Ironies of a Race-Riven Society: Selected Recent Items from Afro-Americana Imprints
A Southern eccentric defends slavery as a form of socialism, a Southern abolitionist and her mixed-race nephew fight racism, and a great writer helps a New Hampshire boy win the approval of the South. Through recently released items like these, Readex’s Afro-Americana Imprints helps students of history explore the ironies of a race-riven society. And for fun, there are those tricksters Brer Rabbit and Brer Fox…
Uncle Remus: His Songs and His Sayings: The Folk-Lore of the Old Plantation (1881)

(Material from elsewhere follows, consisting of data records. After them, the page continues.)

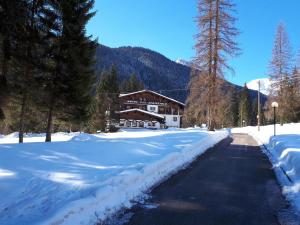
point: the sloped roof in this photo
(142, 111)
(153, 92)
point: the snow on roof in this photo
(153, 92)
(142, 111)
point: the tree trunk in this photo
(22, 117)
(49, 120)
(215, 67)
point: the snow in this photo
(153, 92)
(265, 85)
(142, 111)
(80, 178)
(284, 153)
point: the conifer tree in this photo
(26, 57)
(214, 43)
(245, 110)
(71, 75)
(11, 20)
(280, 70)
(107, 98)
(234, 108)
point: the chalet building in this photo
(148, 109)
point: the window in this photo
(152, 108)
(134, 124)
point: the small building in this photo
(149, 109)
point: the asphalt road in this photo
(231, 184)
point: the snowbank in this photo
(284, 153)
(90, 176)
(29, 138)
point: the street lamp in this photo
(274, 106)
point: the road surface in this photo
(231, 184)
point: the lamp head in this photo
(274, 104)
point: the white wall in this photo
(170, 122)
(154, 106)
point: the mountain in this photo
(157, 72)
(265, 85)
(184, 62)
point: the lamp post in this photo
(274, 106)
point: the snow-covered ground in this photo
(80, 178)
(284, 153)
(265, 85)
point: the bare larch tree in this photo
(214, 43)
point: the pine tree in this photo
(245, 110)
(107, 98)
(26, 57)
(280, 70)
(71, 71)
(234, 109)
(214, 42)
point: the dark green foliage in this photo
(245, 110)
(71, 70)
(131, 84)
(234, 108)
(107, 100)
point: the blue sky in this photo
(168, 27)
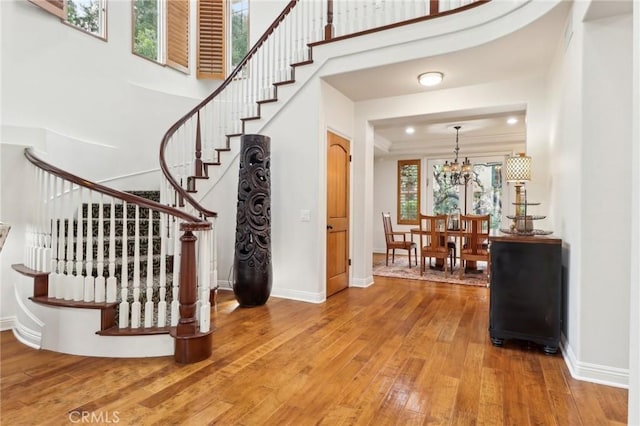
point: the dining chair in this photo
(434, 239)
(474, 240)
(393, 243)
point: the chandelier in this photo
(454, 172)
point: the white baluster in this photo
(69, 281)
(112, 282)
(162, 304)
(78, 288)
(136, 307)
(46, 224)
(59, 277)
(38, 246)
(89, 281)
(123, 319)
(213, 235)
(100, 282)
(55, 244)
(148, 306)
(204, 283)
(175, 304)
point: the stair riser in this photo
(106, 211)
(143, 250)
(106, 227)
(130, 269)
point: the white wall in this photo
(528, 91)
(94, 93)
(591, 120)
(634, 299)
(262, 13)
(90, 106)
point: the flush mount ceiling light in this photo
(431, 78)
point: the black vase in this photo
(252, 261)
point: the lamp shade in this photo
(518, 168)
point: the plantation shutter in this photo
(178, 34)
(55, 7)
(211, 40)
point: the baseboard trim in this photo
(594, 373)
(27, 336)
(303, 296)
(7, 323)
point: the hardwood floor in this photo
(399, 352)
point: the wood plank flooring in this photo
(399, 352)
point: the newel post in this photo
(191, 345)
(434, 7)
(328, 29)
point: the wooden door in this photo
(338, 168)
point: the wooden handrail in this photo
(402, 23)
(165, 140)
(328, 38)
(129, 198)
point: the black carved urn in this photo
(252, 261)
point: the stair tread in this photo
(128, 331)
(45, 300)
(298, 64)
(283, 82)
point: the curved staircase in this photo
(166, 248)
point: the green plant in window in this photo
(84, 14)
(145, 41)
(240, 36)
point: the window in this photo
(147, 26)
(86, 15)
(239, 30)
(408, 191)
(482, 195)
(210, 62)
(155, 19)
(213, 32)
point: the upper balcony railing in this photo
(196, 140)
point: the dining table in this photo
(453, 234)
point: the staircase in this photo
(124, 262)
(146, 268)
(195, 146)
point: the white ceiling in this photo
(528, 51)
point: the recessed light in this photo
(431, 78)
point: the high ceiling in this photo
(526, 52)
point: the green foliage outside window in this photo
(408, 191)
(239, 30)
(84, 14)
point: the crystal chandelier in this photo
(456, 173)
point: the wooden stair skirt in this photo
(190, 345)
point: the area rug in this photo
(400, 269)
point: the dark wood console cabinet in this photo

By Joel Chandler Harris. With illustrations by Frederick S. Church and James H. Moser
The Chronicles of Aunt Minervy Ann (1889)
By Joel Chandler Harris. Illustrated by A.B. Frost
(Recent releases of Afro-Americana Imprints include 15 works by Joel Chandler Harris, including several that feature Uncle Remus and Brer Rabbit. Less well known are Harris’ fictional sketches of post-emancipation Negro life in Georgia, notably the vivid and hilarious Aunt Minervy Ann.)
Sociology for the South, or The Failure of Free Society (1854)
By George Fitzhugh
(In addition to being an apologist for Negro slavery, Fitzhugh was critical of the conditions of laborers in the Northern states. He held that slavery should, for humanitarian reasons, be extended to the white laboring classes as well: “The dissociation of labor and disintegration of society, which liberty and free competition occasion, is especially injurious to the poorer class … slavery is a form, and the very best form, of socialism.”)
The Colored Cadet at West Point (1878)
Autobiography of Lieut. Henry Ossian Flipper, U.S.A., first graduate of color from the U.S. Military Academy
Life of Franklin Pierce (1852)
By Nathaniel Hawthorne
(Hawthorne agreed to write this political biography to help his college friend Pierce get elected president. In it, he positions Pierce as a "doughface”—a Northerner with Southern sympathies, and he shows little regard for abolitionists—a stance that lost the great Massachusetts writer many Northern friends. It took imagination to cast Pierce as convincing presidential material. Horace Mann, the great education reformer, commented before publication, “If he makes Pierce out to be either a great or brave man, then it will be the greatest work of fiction he ever wrote.”)
Appeal to the Christian Women of the South (1836)
By A.E. Grimké
The Negro: His Rights and Wrongs, the Forces For Him and Against Him (1898)
By Rev. Francis J. Grimke, D.D.
(Angelina Grimké, daughter of a South Carolina slaveholder, fled the south to become a most unlikely abolitionist in the north. She discovered late in life that she had a mixed-race nephew, Francis Grimké. Francis, the son of Angelina’s brother Henry, and Henry's slave, Nancy Weston, became a prominent minister noted for his fiery denunciations of racism. Writings of both Francis and Angelina are represented in recent releases of Afro-Americana Imprints.)